Stiles released the button, and Elayna didn’t hear anything for nearly a minute. She saw the detective take his phone from his pocket and make a call, and she saw that the call didn’t take long. Then she was straining at the chains again as her nose filled with the irresistible smell of their living flesh and their pumping blood. There was no fear, in either scent.

“She’ll try to bite you,” she heard Stiles warning them. “I don’t think she wants to, but she might still try.”

“We’ve got this, detective,” the woman smiled. The expression looked robotic and forced; it fell as quickly as it had appeared. She closed the door behind her. Stiles listened from the other side of the reinforced glass.

“Miss Mallory, we’re not going to hurt you.” The man was approaching her with a syringe. “You’re not going to hurt us either.”

She lunged at him, and he grabbed her arm. Plunging the needle into one of the exposed veins in her forearm, he emptied the contents of the syringe into her. Almost immediately, Elayna relaxed. She dropped her arms to her sides, looked at each of the agents and the detective through the window. Then she collapsed, unconscious.

Chapter 13

On a private stretch of beach, far from the hustle and bustle of the city and the life that went with it, Rolawndo soaked in the sun and savored the quiet. The only sounds were the soothing rhythmic crashing of waves and the constant happy hum of his own thoughts. He had shut off his phone and stowed it in his bag several days ago, and hadn’t turned it on since. It was not the first time he had done so. Each time it got easier to turn it off, and harder to turn it back on. By the end of the first day he had begun to wonder if he would ever turn it on again. He felt free, and happy, and like he could stay here forever. Meanwhile, deep in a great ancient pyramid…

 

Todd had been the first to return to her. Mallory showed up a few hours later, Allen the next day. He entered the historic site unchallenged. All he had seen since landing were ramblers and howlers. The plane had been full of them. They had taken over the world.

“Where’s Elayna?” he asked, as soon as he entered the chamber.

“She betrayed us,” Todd growled. “They have her.”

Maya put her hand on his arm. “Don’t speak of your sister like that. We are the beginning of the history that will erase history. If our mission is carried out properly, even we will not be remembered. Elayna is still with us. She has done her part.”

“She betrayed you,” Todd growled again, more quietly. “She disobeyed your orders.”
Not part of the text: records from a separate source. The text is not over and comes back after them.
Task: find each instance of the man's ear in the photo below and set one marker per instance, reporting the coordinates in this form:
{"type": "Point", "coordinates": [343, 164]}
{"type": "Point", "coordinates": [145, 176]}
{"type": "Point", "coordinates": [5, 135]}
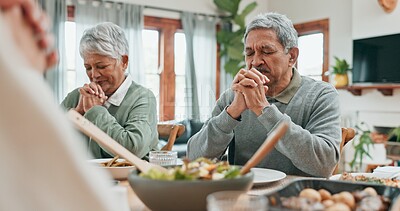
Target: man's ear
{"type": "Point", "coordinates": [125, 60]}
{"type": "Point", "coordinates": [294, 54]}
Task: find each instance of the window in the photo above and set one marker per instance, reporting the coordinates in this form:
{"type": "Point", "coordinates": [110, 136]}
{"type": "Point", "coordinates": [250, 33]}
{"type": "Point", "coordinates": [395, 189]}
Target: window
{"type": "Point", "coordinates": [171, 55]}
{"type": "Point", "coordinates": [314, 49]}
{"type": "Point", "coordinates": [181, 93]}
{"type": "Point", "coordinates": [164, 62]}
{"type": "Point", "coordinates": [150, 44]}
{"type": "Point", "coordinates": [70, 48]}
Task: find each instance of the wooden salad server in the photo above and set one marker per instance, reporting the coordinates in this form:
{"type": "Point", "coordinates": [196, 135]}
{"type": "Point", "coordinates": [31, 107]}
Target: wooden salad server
{"type": "Point", "coordinates": [266, 147]}
{"type": "Point", "coordinates": [104, 140]}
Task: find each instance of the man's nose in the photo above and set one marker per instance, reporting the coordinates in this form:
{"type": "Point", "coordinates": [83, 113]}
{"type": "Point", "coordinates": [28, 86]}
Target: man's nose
{"type": "Point", "coordinates": [95, 73]}
{"type": "Point", "coordinates": [257, 61]}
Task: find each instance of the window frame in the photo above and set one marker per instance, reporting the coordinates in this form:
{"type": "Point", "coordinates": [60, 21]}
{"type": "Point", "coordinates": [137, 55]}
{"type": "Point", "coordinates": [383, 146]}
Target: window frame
{"type": "Point", "coordinates": [313, 27]}
{"type": "Point", "coordinates": [167, 28]}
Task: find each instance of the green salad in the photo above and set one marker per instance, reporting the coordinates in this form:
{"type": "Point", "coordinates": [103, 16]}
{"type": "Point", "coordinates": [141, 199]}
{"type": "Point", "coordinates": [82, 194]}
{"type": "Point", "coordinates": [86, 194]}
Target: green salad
{"type": "Point", "coordinates": [199, 169]}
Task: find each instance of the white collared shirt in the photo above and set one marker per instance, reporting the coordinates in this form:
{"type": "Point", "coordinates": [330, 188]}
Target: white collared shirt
{"type": "Point", "coordinates": [119, 95]}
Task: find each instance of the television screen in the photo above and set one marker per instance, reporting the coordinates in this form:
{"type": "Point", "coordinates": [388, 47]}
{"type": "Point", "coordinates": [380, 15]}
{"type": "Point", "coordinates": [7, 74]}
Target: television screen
{"type": "Point", "coordinates": [377, 59]}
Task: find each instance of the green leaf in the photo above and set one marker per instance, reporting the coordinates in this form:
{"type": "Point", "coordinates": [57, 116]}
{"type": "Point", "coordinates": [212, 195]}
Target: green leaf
{"type": "Point", "coordinates": [248, 9]}
{"type": "Point", "coordinates": [228, 5]}
{"type": "Point", "coordinates": [235, 52]}
{"type": "Point", "coordinates": [232, 66]}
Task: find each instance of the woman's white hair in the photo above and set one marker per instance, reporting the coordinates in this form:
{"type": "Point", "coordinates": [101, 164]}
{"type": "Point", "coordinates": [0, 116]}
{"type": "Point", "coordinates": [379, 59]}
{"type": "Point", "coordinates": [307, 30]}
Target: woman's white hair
{"type": "Point", "coordinates": [106, 39]}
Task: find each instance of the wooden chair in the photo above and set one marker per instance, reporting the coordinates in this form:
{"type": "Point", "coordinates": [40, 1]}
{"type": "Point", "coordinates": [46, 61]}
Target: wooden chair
{"type": "Point", "coordinates": [347, 135]}
{"type": "Point", "coordinates": [172, 131]}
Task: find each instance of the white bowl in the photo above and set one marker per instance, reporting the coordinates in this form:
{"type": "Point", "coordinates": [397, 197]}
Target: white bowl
{"type": "Point", "coordinates": [118, 173]}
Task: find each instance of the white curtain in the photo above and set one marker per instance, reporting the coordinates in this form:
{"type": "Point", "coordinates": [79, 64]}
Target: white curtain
{"type": "Point", "coordinates": [57, 11]}
{"type": "Point", "coordinates": [201, 47]}
{"type": "Point", "coordinates": [128, 16]}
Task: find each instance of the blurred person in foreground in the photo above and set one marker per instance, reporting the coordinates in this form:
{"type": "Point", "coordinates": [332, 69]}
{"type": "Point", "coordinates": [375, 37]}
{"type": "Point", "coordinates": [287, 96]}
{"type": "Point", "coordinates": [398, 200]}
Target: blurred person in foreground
{"type": "Point", "coordinates": [112, 101]}
{"type": "Point", "coordinates": [266, 93]}
{"type": "Point", "coordinates": [43, 161]}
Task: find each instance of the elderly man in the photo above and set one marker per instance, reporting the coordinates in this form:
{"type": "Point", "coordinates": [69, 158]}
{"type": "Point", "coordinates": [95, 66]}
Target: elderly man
{"type": "Point", "coordinates": [266, 93]}
{"type": "Point", "coordinates": [112, 101]}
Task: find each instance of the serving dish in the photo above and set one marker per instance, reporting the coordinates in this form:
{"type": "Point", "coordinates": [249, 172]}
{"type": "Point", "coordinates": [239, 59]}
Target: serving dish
{"type": "Point", "coordinates": [183, 194]}
{"type": "Point", "coordinates": [263, 176]}
{"type": "Point", "coordinates": [294, 188]}
{"type": "Point", "coordinates": [118, 173]}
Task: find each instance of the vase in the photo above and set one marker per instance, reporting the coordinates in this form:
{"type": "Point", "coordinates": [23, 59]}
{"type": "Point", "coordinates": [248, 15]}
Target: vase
{"type": "Point", "coordinates": [340, 80]}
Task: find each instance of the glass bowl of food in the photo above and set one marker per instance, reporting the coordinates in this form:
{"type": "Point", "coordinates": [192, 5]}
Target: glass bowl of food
{"type": "Point", "coordinates": [186, 187]}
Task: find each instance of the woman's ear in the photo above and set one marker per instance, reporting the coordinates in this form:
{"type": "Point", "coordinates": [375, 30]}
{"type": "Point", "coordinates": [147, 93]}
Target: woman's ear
{"type": "Point", "coordinates": [294, 54]}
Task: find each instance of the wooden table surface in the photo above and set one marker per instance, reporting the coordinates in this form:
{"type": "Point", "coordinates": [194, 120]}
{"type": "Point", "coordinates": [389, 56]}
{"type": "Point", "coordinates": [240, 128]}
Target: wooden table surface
{"type": "Point", "coordinates": [136, 204]}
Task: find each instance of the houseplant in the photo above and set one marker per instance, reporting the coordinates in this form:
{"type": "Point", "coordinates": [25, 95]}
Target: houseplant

Maya laughed, and it was the most beautiful sound Allen had ever heard. She had been made just as breathtaking by her change as he had by his, but in an entirely different way. Her curves were more pronounced, her skin glowed with an eternal youthfulness, and her eyes were darker and more beautiful than ever when they were not the color of shifting sand or coded screens. Her hair had grown longer, and she did have a new set of short sharp fangs; otherwise she was simply a more magically stunning version of her former startlingly beautiful self.